Optimize ToString
implementation for integers by GuillaumeGomez · Pull Request #136264 · rust-lang/rust (original) (raw)
What benchmarks are we using to evaluate "make it faster"? I don't see results in this PR (and e.g. the description explicitly calls out not being sure how to check).
I posted a comparison with and without these changes in this comment. A lot less of assembly code is generated, however, just this difference is not enough to know the impact on performance. I wrote benchmarks but this is not my specialty and all I could get was a 1-2% performance difference (which is already significant, but did I write the benches correctly? That's another question).
Does the formatter flag checking not get optimized out after inlining? If not, maybe we can improve on that, for example by dispatching early on defaults or similar?
No and unless you add a new field to Formatter
allowing you to know that no field was updated and that the checks should be skipped, I don't see how you could get this optimization.
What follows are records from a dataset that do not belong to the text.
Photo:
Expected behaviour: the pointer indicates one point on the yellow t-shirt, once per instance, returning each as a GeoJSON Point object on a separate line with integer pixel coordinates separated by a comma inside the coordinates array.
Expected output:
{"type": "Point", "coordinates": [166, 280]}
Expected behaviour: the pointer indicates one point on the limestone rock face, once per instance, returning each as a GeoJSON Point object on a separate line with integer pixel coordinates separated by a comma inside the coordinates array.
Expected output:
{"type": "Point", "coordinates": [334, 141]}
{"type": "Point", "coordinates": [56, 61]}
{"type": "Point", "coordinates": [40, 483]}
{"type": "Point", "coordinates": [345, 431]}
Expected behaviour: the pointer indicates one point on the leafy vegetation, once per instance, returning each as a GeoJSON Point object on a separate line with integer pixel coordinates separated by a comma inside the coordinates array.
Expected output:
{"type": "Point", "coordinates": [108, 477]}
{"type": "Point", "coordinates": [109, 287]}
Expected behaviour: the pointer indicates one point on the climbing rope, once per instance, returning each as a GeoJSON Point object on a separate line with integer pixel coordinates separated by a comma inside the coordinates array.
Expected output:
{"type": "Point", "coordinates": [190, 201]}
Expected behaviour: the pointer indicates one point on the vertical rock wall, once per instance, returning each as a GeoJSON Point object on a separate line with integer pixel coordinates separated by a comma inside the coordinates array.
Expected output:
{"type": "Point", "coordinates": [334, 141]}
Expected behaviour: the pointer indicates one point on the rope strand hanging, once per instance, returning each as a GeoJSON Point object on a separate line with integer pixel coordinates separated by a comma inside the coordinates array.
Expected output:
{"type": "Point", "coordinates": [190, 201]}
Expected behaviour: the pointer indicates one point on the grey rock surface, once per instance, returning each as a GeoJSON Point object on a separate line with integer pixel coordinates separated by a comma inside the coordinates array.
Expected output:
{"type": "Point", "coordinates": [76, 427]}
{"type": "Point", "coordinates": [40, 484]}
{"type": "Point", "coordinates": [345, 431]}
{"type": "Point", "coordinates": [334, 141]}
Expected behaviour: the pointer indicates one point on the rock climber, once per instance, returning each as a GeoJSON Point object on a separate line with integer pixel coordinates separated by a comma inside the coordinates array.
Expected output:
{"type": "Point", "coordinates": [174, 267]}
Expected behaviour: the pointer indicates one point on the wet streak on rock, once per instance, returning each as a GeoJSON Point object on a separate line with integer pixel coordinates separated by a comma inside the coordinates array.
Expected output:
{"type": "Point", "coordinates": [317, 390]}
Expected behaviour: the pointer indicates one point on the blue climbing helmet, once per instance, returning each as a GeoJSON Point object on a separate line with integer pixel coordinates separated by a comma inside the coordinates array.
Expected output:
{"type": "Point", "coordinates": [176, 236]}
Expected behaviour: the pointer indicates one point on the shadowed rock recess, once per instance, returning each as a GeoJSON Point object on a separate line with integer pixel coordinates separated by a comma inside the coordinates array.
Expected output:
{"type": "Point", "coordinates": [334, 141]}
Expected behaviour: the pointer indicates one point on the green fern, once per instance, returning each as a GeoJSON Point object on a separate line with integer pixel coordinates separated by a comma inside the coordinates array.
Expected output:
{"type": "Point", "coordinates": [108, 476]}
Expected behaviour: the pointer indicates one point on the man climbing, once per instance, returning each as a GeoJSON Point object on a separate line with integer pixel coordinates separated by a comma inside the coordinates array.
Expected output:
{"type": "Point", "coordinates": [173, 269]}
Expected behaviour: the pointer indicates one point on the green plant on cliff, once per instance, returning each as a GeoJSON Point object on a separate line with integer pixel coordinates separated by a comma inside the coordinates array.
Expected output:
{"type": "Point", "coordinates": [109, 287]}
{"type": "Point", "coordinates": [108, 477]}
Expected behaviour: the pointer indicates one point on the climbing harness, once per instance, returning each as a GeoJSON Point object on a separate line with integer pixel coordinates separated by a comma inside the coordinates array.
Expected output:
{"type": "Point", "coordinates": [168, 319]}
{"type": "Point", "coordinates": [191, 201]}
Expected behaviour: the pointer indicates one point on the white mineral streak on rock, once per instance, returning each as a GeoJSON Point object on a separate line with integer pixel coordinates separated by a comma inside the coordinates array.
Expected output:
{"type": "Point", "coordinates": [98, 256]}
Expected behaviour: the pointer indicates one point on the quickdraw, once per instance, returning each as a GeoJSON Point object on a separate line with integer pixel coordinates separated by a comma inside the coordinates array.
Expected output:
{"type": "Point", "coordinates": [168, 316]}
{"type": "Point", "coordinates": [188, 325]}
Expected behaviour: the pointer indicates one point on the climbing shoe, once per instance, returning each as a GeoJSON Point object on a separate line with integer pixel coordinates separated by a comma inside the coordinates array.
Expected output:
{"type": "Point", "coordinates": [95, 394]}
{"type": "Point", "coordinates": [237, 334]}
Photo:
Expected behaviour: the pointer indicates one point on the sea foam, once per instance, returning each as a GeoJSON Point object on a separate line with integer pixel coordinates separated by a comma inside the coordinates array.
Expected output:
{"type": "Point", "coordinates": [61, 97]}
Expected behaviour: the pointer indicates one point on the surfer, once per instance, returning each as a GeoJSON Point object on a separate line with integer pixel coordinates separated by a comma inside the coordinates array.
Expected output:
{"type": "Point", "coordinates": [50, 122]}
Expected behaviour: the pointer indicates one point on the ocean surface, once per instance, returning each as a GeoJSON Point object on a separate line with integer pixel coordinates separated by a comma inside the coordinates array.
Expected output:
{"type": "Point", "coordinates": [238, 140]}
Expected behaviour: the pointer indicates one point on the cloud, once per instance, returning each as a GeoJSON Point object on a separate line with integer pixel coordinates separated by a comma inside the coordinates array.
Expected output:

I'm not personally convinced that having N different implementations (can you confirm all of the cases are at least equally covered by tests?) is worth what I'd expect to be marginal improvements (this is where concrete numbers would be useful to justify this), especially when I'd expect that in most cases if you want the fastest possible serialization, ToString is not what you want -- it's pretty unlikely that an owned String containing just the integer is all you need, and the moment you want more than that you're going to be reaching for e.g. itoa to avoid heap allocations etc.
I'm not convinced either but since the optimize_for_size
feature flag exists, I need to deal with it. As for test coverage, no idea for optimize_for_size
but the conversions are tested in the "normal" case. But in any case, this code doesn't change the behaviour of optimize_for_size
so on this side we're good.
Also, I'm not looking for the fastest implementation, I'm looking at improving the current situation which is really suboptimal. We could add a new write_into<W: Write>(self, &mut W)
method to have something as fast as itoa
, but that's a whole other discussion and I don't plan to start it. My plan ends with this PR. Also to be noted: with this PR, the only remaining difference with itoa
is that we don't allow to write an integer into a String, everything else is the exact same.
Anyway, the PR is ready, it has a visible impact on at least the generated assembly which is notably smaller by allowing to skip all Formatter
code. It doesn't change the behaviour of optimize_for_size
and adds a very small amount of code. Having this kind of small optimization in places like integers to string optimization is always very welcome.